Of course when greatness is thrust upon one, one also has to accept responsibilities, so, there are rules:
The Instructions are:
1. You must brag about the award
2. You must include the name of the blogger who bestowed the award on you and link back to the blogger
3. You must choose a minimum of seven (7) blogs that you find brilliant in content or design
4. Show their names and links and leave a comment informing them that they were prized with Honest Weblog.
5. List at least ten (10) honest things about yourself.
Now, with reference to requirements one and two let us just say that we are quite flattered that SEC would consider us for such an accolade (Her obviously altered mental state aside). It certainly beats the usual fare of responses we get to this blog from folks like John Parker or Doug Pizzi whose basic message is STFU.
As for requirement three, we're not quite sure that any blog we would choose to honor would see that recognition as a positive, but here goes:
1. sleeping alone and starting out early.
2. November Fifth
3. Blogging for Michigan
4. End Tucson Greyhound Racing
5. I'm Not One to Blog But...
6. Coyote Mercury
7. Yoga for Cynics
The links are all over there on your right. No, your other right.
Requirement five is quite problematic for us, because the first honest thing that we would tell you about ourselves is that we're never honest about ourselves. Honestly.
The second is that right about now we're pretty sure Seeing Eye Chick is having second thoughts.

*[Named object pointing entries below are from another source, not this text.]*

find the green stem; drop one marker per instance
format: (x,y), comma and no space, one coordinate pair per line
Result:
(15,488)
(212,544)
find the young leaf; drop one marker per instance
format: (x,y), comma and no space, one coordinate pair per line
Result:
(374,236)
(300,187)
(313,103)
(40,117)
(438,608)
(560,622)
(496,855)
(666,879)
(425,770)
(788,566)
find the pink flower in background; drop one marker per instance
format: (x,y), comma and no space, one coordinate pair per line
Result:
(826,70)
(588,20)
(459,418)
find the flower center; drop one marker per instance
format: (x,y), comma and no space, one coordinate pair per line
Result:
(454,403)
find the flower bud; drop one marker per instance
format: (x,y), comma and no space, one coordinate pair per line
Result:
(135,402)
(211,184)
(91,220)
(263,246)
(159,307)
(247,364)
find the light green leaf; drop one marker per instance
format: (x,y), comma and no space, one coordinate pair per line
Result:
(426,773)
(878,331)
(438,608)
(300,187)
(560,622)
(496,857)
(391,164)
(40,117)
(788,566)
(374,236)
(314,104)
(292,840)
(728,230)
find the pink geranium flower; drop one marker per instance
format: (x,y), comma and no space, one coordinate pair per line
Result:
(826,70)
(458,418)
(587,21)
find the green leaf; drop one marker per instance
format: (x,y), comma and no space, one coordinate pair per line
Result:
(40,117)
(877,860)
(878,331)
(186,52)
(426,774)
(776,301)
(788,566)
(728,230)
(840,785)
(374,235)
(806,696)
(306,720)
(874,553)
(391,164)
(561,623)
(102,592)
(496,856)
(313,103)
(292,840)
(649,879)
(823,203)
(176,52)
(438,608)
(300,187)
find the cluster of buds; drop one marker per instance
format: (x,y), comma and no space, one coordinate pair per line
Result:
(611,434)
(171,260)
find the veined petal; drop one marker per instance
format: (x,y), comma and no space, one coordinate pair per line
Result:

We're big fans of the needle nose. That should have been obvious.
We favor the public option, and that fulfills our quota of seriousness for the day.
Cubs Fans. Shut up.
Left handed.
We prefer two wheels to four.
We're not very good at following directions.
If you need us, we'll be down in the trophy room hanging our plaque.
12 comments:
I hope you have room...you got a lot of awards, and deserve every one of them.
Boy...some blog to put up about the "fraud"...
CHAPMANVILLE KILLING FIELDS OF WEST VIRGINIA?
Oklahoma?
Kansas?
Despicable.
I only did it to confuse you. Besides an un named Republicon politician said they would give me one whole dollar if I could get you to scratch your head.
Now to find something that sells for only a dollar. This could take some time.
And as for taste. In addition to your blog, I also like 1970s Funk music, lighting fireworks in the nude, and BBQ Flavored Pork Rinds.
So I guess you hit it on the head. I have absolutely no taste. None! Tomorrow I think I shall build a giant phallus in my yard out of chicken pooh and call it art.
See ya on the news!
Bravo!
We love ya, Baby!
Go Get'em!!!!!!!
OK, running around naked in the yard dodging pyrotechnics we can understand. Our neighbor does it every weekend, but BBQ flavored pork rinds?
That's just disturbing.
Boo-Yah!
Your award made my Monday!
Congrats to "the Man".
Ironicus Maximus...Chris Carpenter is still trying to "rear his ugly head". (comments 142 approx)...Jack Swint ain't done!
Head on over and nail this dude!
It's a wonderful thing when you win an "Honest Award for Blog", particularly when it helps our beautiful Greyhounds.
This , in the long run, will help society.
This award is far more important than anybody can possibly realize.
And it is only the very beginning.
We all cannot thank you enough.
Lotta love coming your way.
I really like the fact that you use the "royal" *we.
You put things in Vermouth, but vodka? Only if you haven't grad-e-ated highschool yet. Thats sort of like drinking wine coolers.
I like hard apple cider myself or a good chiraz.